Current methods have attempted using adversarial losses [Aberman et al., 2020, Peng et al., 2021, Peng et al., 2022] and probabilistic modeling [Henter et al., 2020] in order to circumvent the metric definition and ambiguity problem. Environment based interactions have also been studied [Starke et al., 2019, Hassan et al., 2023].

While current state of the art models generate good unconditional motion, imposing conditions on the speed, position or style of the character has significant penalty on motion fidelity. This is compounded by the absence of a large homogeneous motion dataset. Unlike images and text datasets, multiple smaller animation datasets cannot be easily combined due to variations in body proportions. Homogenizing the animations to a uniform skeleton causes artifacts such as foot sliding or even completely changing the final animation.

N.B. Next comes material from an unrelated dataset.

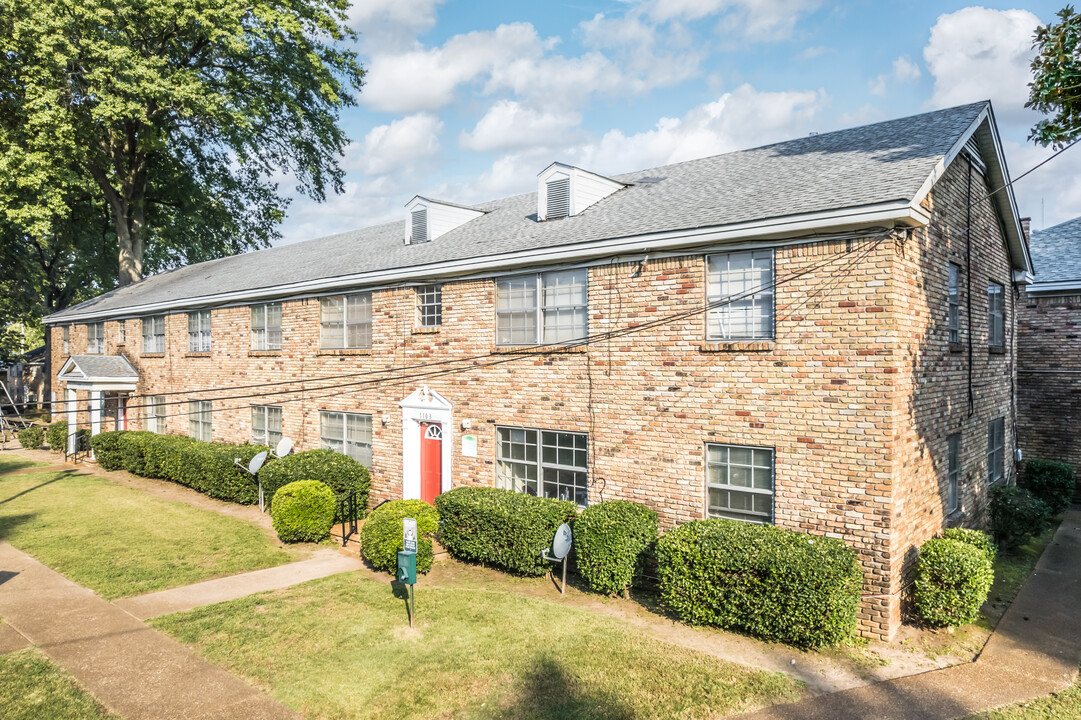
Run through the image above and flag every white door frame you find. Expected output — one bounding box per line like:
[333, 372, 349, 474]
[398, 385, 454, 499]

In this project, we tackle both these problems: conditional modeling and homogenizing datasets. The first two work packages focus on conditional modeling for human poses and motion respectively. Conditioning on a secondary pose, sparse keyframes, style or velocity will be explored. The next project focuses on retargeting between different skeletal hierarchy and proportion. Finally, the last work package introduces alternative input modalities such as images, text or gestures to condition the generated motion.

Work Packages

Neural Inverse Kinematics

This is the first completed task of recovering full pose given a sparse set of the positional and rotational constraints. For example, the three yellow balls represent positional constraints for both hands and the right foot and the pink ball is the direction the head should be facing. Based on these constraints, we then recover the full pose.
Neural IK reduces the number of control points that artists need to use concurrently and significantly increases the speed for posing a character. By working on singular poses instead of motion sequences, we can focus on satisfying the constraints strongly and generalizing to unseen configurations without simultaneously working on temporal coherence and motion realism.

Publications

coming soon.

Citations

[Aberman et al., 2020] Aberman, K., Weng, Y., Lischinski, D., Cohen-Or, D., and Chen, B. (2020). Unpaired motion style transfer from video to animation. ACM Transactions on Graphics (TOG), 39(4):64–1.

[Hassan et al., 2023] Hassan, M., Guo, Y., Wang, T., Black, M., Fidler, S., and Peng, X. B. (2023). Synthesizing physical character-scene interactions. arXiv preprint arXiv:2302.00883.

[Henter et al., 2020] Henter, G. E., Alexanderson, S., and Beskow, J. (2020). Moglow: Probabilistic and controllable motion synthesis using normalising flows. ACM Transactions on Graphics (TOG), 39(6):1–14.

[Peng et al., 2022] Peng, X. B., Guo, Y., Halper, L., Levine, S., and Fidler, S. (2022). Ase: Large-scale reusable adversarial skill embeddings for physically simulated characters. ACM Transactions On Graphics (TOG), 41(4):1–17.

[Peng et al., 2021] Peng, X. B., Ma, Z., Abbeel, P., Levine, S., and Kanazawa, A. (2021). Amp: Adversarial motion priors for stylized physics-based character control. ACM Transactions on Graphics (ToG), 40(4):1–20.

[Starke et al., 2019] Starke, S., Zhang, H., Komura, T., and Saito, J. (2019). Neural state machine for character-scene interactions. ACM Trans. Graph., 38(6):209–1.